Don’t Go, Ramanya,

Don’t Go, Ramanya, a novel set in Thailand/Myanmar in e-book form by Rush Leaming.

Plot: The book opens with most helpful notes by the author with respect to pronunciation, money and historical facts. The latter relevant to the fictional tale because of the occurrence of several actual pertinent events that occurred in the bordering two countries, including the Myanmar Embassy Hostage Crisis in Bangkok.

Characters/Plot: Ramanya had been known as the bomb-making Black Fox for rebels fighting the Myanmar despotic new rulers. His mother and young sister seemingly had been part of a retaliatory massacre resulting from one of his raids so, tired of killing, he had fled the country. He now is in his sixteenth month as a Buddhist Monk serving in Bangkok’s Wat Prok He is approached by a stranger who informs him that his mother and sister, instead had survived the massacre and wanted to see him. Father Bob Hanlan, a priest reinstated by Rome after having left as a result of a horrific ordeal, is attached to a group aiding the inhabitants in association with the temple. He is a good man helping everyone but also is inclined to side with various groups who are being mistreated by corrupt rulers. Unfortunately, his supportive activity leads to an unexpected result that once again places him under direct surveillance followed by a corrupt police captain blackmailing him with respect to a hitherto not publically known indiscretion during his time away from his priestly vows. The third ‘protagonist’ is Michael Shaw, an intelligent man in his thirties from South Carolina who teaches English to the Monks and assorted others during the day but fights his demons at night in constant drunken activity. The story unfolds as the three men are forced, each as directed by his own needs, into a journey together for the young man’s return.

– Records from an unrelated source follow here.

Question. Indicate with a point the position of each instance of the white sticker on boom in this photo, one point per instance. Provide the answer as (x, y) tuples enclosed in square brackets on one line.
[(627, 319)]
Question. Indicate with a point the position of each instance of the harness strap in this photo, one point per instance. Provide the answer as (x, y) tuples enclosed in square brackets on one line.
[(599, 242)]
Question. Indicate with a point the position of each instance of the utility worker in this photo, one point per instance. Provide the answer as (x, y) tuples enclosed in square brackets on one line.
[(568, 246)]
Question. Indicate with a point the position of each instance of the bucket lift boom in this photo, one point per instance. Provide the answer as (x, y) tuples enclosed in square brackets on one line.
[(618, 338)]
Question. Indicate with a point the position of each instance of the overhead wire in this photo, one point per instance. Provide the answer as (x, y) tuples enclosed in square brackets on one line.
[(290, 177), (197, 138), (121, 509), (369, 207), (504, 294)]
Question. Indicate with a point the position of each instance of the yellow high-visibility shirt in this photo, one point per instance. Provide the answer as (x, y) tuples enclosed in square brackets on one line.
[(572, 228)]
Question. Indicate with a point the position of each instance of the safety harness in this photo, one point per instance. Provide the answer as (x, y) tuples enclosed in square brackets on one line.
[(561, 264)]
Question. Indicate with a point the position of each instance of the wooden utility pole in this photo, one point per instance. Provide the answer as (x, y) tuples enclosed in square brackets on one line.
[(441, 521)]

Discussion: The author has developed an interesting story about the trials and pertinent activities of two unusual, intelligent but greatly psychologically disturbed individuals as they aid a person with perhaps somewhat similar, but ‘more understandable’ troubles. Some further editing would have increased the level of enjoyment for this reviewer. However, generally this is an enjoyable novel by an author seemingly knowledgeable of his environs.

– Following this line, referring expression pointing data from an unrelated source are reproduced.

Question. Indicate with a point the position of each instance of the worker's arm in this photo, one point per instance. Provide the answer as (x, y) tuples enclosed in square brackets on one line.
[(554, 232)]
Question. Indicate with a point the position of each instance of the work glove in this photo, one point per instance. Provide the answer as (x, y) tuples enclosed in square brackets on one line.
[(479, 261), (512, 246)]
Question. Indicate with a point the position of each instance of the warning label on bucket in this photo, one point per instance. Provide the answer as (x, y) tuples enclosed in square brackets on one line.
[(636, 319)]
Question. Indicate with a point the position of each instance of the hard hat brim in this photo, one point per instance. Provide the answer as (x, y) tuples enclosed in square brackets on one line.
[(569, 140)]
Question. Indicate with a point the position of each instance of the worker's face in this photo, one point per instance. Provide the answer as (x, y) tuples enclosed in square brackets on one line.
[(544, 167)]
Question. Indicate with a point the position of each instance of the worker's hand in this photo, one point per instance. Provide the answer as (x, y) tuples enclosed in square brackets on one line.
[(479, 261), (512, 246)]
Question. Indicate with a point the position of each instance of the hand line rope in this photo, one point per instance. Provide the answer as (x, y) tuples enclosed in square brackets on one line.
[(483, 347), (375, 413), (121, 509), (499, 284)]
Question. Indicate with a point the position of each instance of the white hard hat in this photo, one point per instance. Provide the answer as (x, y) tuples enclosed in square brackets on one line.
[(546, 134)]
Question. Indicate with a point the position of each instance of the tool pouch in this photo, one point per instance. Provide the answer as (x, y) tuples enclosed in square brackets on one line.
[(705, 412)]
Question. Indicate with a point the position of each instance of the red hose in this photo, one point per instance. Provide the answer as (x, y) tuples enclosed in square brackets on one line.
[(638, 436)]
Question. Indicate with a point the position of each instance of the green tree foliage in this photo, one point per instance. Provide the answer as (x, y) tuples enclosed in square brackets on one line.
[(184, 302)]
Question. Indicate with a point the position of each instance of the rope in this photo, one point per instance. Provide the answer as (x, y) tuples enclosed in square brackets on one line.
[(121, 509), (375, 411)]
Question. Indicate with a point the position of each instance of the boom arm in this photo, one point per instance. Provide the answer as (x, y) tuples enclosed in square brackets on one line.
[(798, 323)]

4* Interestingly written story.


Nannion, a novel in e-book form, written and published with seemingly acknowledged help from Bewildering Stories, by Andreas Androutsellis-Theotokis.

Plot: An International team of Oceanographers proposed construction of a huge aquarium as a place to study sea creatures essentially in a free state where the scientists would have control of the ecology while conducting a wide range of experiments. The small virtually spheroid-shaped Greek island of Dioptra appeared to provide the perfect location. The island had been the site of a diamond mine, now extinct, that literally had reduced it to a large hole roughly the size required by the marine biologists, separated from the surrounding ocean. Construction was completed, amenities were provided for tourists to provide steady income and the scientists went to work. Eventually tourists found other sources of interest and other scientific projects finally caused cessation of the scientific activity and the work was abandoned. The reader then is introduced to a stray kitten who survives a few months in Athens when befriended by Claire, one of the original investigative team. She takes the kitten with her as she makes a solo nostalgic return to the island. The trip ends disastrously for her, but Nannion survives and gradually makes friends with an eel and a humanoid individual and all gradually become involved with a new composite group of scientists while attempting to liberate a pair of huge sharks from deadly organisms generated within the ‘aquarium’.

Discussion: The author has produced a relatively well-written tale; a skillful development of empathy for Nannion and her companions; science that ranges from unusual factual material (e.g., sea basins) to sci-fi/fantasy where discussion leans more heavily toward philosophy than science; and some matters of the young cat’s survival are a little difficult to accept. However, it is an interesting, albeit a somewhat strange read.

4* Interesting, albeit somewhat strange sci-fi/fantasy tale.